The induction of latent proviral expression and ensuing viral cytopathic effects may not be sufficient to clear latently infected cells. An effective eradication strategy is likely to require interventions to enhance the HIV-1-specific immune response. Approaches include in vivo administration of molecules that improve immune function and the ex vivo stimulation of cells that have been isolated from patients infected with HIV-1. a | In vivo administration of cytokines, antibodies, inhibitors of the PD-1 pathway or components of a therapeutic vaccine present a promising potential therapeutic intervention for enhancing immune responses or reversing immune exhaustion. b | Another potential strategy involves ex vivo priming of immune effectors for optimal function. Specific cell populations isolated from infected individuals, such as cytotoxic T lymphocytes (CTLs), natural killer cells or γδ T cells, are stimulated with cytokines, antibodies or HIV-1 peptides and are subsequently reinfused. c | Patient-derived effector cells can also be genetically engineered to increase their efficiency and redirect them to the desired targets. Peripheral blood cells that have been isolated from patients can be genetically modified with a molecularly cloned T cell receptor (TCR) that redirects cells to viral antigens, and T cells can be modified to express chimeric antigen receptors (CARs) with improved antigen specificity. d | Immunotoxins that consist of a targeting portion, such as an antibody or a ligand, and a toxin effector domain can be administered in vivo for targeted killing of virally infected cells. Radiolabelled antibodies that target HIV-1 proteins could deplete chronically HIV-1-infected cells. ADCC, antibody-dependent cellular cytotoxicity.

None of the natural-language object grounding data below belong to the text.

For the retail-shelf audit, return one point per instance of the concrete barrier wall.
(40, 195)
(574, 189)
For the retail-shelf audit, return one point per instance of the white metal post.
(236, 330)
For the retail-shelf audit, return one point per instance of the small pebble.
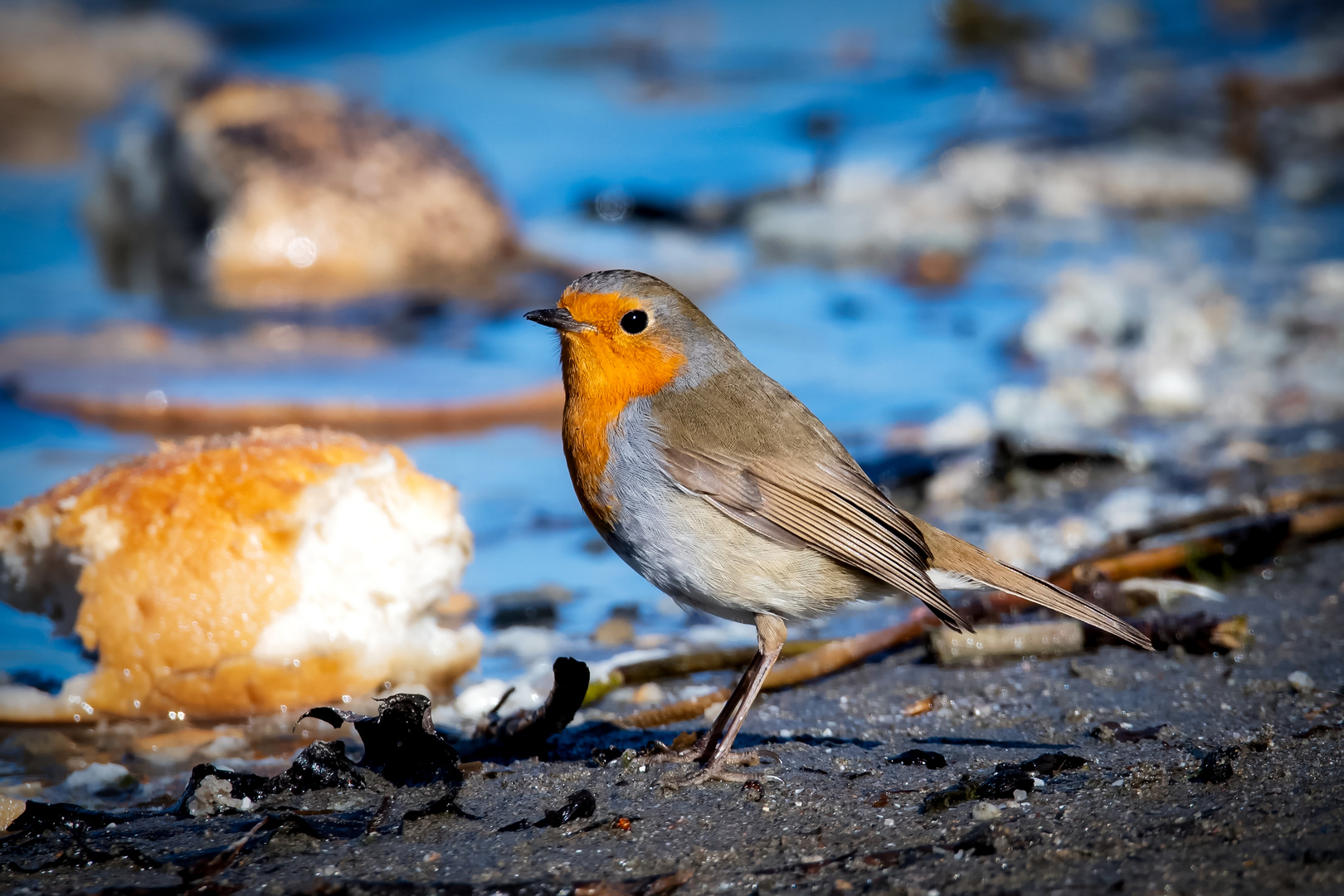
(984, 811)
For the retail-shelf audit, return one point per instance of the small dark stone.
(1216, 766)
(581, 804)
(925, 758)
(1051, 763)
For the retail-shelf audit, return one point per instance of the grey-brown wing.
(832, 509)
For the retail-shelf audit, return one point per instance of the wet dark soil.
(1209, 774)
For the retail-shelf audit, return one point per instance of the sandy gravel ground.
(839, 817)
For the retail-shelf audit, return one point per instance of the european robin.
(723, 490)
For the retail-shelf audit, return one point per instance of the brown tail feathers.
(953, 555)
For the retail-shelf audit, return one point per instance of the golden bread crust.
(188, 555)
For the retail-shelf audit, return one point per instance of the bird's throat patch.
(605, 370)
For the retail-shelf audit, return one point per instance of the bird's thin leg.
(717, 752)
(704, 744)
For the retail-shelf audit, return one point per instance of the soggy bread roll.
(238, 575)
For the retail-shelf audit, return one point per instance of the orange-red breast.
(723, 490)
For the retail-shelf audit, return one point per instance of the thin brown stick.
(816, 664)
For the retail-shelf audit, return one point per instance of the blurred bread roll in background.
(238, 575)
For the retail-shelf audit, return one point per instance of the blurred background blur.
(1046, 268)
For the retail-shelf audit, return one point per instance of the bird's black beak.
(558, 319)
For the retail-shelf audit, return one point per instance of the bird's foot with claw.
(696, 754)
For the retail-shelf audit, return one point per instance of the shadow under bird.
(723, 490)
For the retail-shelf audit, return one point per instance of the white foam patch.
(373, 558)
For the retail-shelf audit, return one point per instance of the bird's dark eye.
(635, 321)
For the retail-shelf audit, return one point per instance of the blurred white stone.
(965, 426)
(101, 779)
(953, 483)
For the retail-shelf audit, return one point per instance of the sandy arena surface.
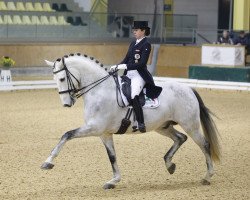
(31, 123)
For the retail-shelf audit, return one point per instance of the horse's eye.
(62, 79)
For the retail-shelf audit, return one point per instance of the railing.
(75, 27)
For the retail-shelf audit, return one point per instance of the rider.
(135, 65)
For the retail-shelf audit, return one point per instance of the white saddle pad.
(149, 103)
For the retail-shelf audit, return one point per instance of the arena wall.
(173, 61)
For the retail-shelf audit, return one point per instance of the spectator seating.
(20, 6)
(23, 17)
(7, 19)
(26, 20)
(38, 6)
(33, 20)
(55, 7)
(11, 5)
(17, 19)
(32, 6)
(63, 8)
(3, 6)
(47, 7)
(29, 6)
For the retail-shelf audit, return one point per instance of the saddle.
(124, 88)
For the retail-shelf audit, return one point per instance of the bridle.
(72, 90)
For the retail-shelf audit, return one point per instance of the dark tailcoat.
(136, 59)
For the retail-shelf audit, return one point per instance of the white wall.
(135, 6)
(207, 12)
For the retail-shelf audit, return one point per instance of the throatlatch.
(125, 123)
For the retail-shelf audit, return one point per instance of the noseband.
(72, 90)
(69, 75)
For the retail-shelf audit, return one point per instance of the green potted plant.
(6, 62)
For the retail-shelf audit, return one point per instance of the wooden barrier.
(173, 61)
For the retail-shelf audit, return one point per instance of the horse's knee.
(69, 135)
(181, 138)
(207, 147)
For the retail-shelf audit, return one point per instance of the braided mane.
(84, 56)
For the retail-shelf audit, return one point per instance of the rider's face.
(138, 33)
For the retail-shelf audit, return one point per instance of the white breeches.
(137, 82)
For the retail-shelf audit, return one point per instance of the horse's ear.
(51, 64)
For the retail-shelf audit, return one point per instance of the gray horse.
(180, 104)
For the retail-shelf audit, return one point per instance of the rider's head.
(141, 29)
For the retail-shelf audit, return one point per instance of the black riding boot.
(139, 114)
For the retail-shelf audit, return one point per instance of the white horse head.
(67, 74)
(76, 75)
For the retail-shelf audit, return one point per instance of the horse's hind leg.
(80, 132)
(109, 144)
(178, 138)
(200, 140)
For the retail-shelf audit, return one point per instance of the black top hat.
(140, 24)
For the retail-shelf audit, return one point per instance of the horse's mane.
(83, 56)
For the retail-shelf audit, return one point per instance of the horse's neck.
(91, 73)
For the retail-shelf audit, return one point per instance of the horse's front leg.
(107, 140)
(79, 132)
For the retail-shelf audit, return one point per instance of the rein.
(80, 92)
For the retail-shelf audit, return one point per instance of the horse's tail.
(209, 128)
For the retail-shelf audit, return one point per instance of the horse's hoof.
(108, 186)
(205, 182)
(47, 165)
(171, 169)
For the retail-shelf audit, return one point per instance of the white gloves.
(121, 66)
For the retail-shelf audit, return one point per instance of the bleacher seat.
(17, 19)
(20, 6)
(47, 8)
(63, 8)
(29, 6)
(35, 20)
(11, 6)
(38, 7)
(53, 20)
(44, 20)
(3, 5)
(55, 7)
(1, 20)
(79, 22)
(26, 20)
(61, 21)
(7, 19)
(70, 20)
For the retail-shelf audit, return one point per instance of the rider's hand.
(113, 67)
(122, 66)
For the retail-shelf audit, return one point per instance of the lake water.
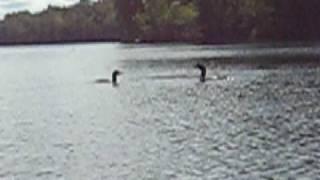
(260, 121)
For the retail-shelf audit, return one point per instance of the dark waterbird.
(114, 81)
(203, 70)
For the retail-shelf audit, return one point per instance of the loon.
(203, 70)
(114, 81)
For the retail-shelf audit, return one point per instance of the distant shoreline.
(256, 44)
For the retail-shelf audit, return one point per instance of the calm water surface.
(261, 121)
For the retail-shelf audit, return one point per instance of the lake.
(261, 121)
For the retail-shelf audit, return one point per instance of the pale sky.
(7, 6)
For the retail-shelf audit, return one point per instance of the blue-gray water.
(258, 122)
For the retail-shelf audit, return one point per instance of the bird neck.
(203, 75)
(114, 78)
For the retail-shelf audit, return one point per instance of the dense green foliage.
(200, 21)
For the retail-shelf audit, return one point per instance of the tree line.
(196, 21)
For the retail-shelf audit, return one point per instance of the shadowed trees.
(205, 21)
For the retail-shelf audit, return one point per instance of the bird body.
(203, 70)
(114, 81)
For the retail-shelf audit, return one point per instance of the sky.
(8, 6)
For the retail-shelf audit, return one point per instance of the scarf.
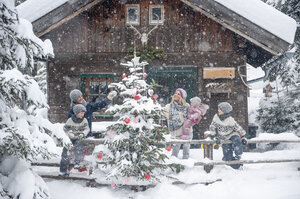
(174, 120)
(74, 103)
(76, 119)
(224, 116)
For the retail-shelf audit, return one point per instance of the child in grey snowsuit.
(195, 113)
(224, 127)
(77, 129)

Figure 4. Barriers to HIV-1 eradication

The frequency of latently infected, resting central memory CD4+ T cells is stable in patients despite years of antiretroviral therapy (ART). Therefore, the rate of creation of these cells must closely match their rate of destruction. Although the frequency of such infected cells is proportional to the exposure to viraemia over time during initial, acute infection, the initiation of ART seems to completely block the generation of latently infected cells via new infection. As low-level viraemia seems to originate, at least in part, from the expression of virus within the latently infected central memory CD4+ T cell pool,, this latent reservoir must be maintained by one or more mechanisms, such as: new infection at extremely low frequency; the ability of some cells to resist death or clearance despite virion production; or the homeostatic or aberrant proliferation of a proportion of the cell pool without virion production and/or cell clearance.